Unsere Natur ist nicht unbegrenzt belastbar, das zeigt das rasant steigende Verschwinden von Arten und Lebensräumen. Die gegenwärtigen Verlustraten liegen ungefähr 1.000 bis 10.000 Mal höher als im Durchschnitt der Erdgeschichte! Weltweit ist heute jedes vierte Säugetier vom Aussterben bedroht. 90% der Weizen-, Mais- und Tomatensorten gingen verloren. In den letzten dreißig Jahren sind mehr als 20% der tropischen Wälder verschwunden.Mit dem „Ziel 2010“ will die internationale Staatengemeinschaft den globalen Verlust an biologischer Vielfalt entscheidend reduzieren. "In der Europäischen Union haben wir uns einen strengeren Maßstab gesetzt: Stopp des Verlustes der Vielfalt in Europa bis zum Jahr 2010!", betonte der Umweltminister in seinem Statement.
Für Österreich zog der Minister eine positive Bilanz: "Wir können heute zweifellos stolz sein auf zahlreiche Erfolge in der Erhaltung der natürlichen Vielfalt in Österreich.
Einige Beispiele dazu:
- 25% der österreichischen Staatsfläche stehen heute unter Schutz.
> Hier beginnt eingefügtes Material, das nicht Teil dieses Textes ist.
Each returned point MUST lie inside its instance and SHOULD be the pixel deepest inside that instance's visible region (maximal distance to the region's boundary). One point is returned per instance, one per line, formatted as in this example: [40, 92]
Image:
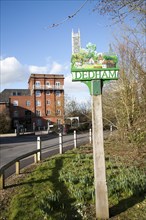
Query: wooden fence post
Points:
[90, 136]
[101, 196]
[35, 158]
[17, 164]
[2, 180]
[39, 148]
[60, 143]
[75, 139]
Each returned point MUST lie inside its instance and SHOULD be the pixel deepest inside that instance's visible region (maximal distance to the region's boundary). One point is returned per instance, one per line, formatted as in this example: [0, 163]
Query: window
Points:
[27, 103]
[48, 102]
[58, 103]
[15, 103]
[27, 113]
[58, 93]
[38, 113]
[58, 112]
[48, 93]
[57, 84]
[48, 84]
[15, 114]
[58, 121]
[37, 84]
[38, 103]
[48, 112]
[38, 93]
[39, 122]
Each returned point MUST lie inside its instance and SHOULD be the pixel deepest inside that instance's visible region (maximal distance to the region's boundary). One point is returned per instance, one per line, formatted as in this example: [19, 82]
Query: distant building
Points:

Zu den am strengsten geschützten Gebieten gehören die Kernzonen unserer sechs Nationalparks. Die Fläche der Ramsar-Feuchtgebiete von internationaler Bedeutung wurde in den letzten 10 Jahren verdoppelt und liegt derzeit bei rund 140.000 Ha.
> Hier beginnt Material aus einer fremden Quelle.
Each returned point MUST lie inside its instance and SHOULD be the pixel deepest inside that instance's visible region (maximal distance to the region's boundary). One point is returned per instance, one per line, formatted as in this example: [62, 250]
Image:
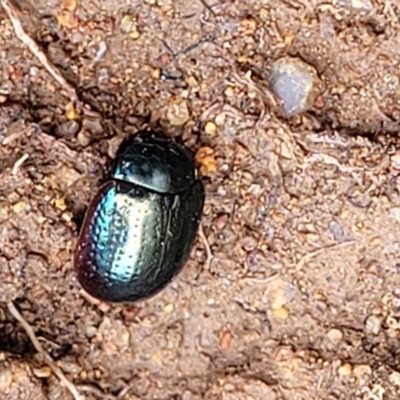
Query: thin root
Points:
[31, 334]
[209, 256]
[12, 13]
- Durch das österreichische Agrarumweltprogramm ÖPUL wurden umfangreiche Maßnahmen zur Förderung der biologischen Vielfalt gesetzt. Unser hoher Anteil an Biolandbau zeichnet Österreich als „Bio-Musterland“ in der Europäischen Union aus!
- Das neue Forstgesetz verpflichtet zur nachhaltigen Bewirtschaftung der österreichischen Wälder. Mit 47% der Staatsfläche haben die Wälder eine wichtige ökologische, aber auch ökonomische Bedeutung für unser Land.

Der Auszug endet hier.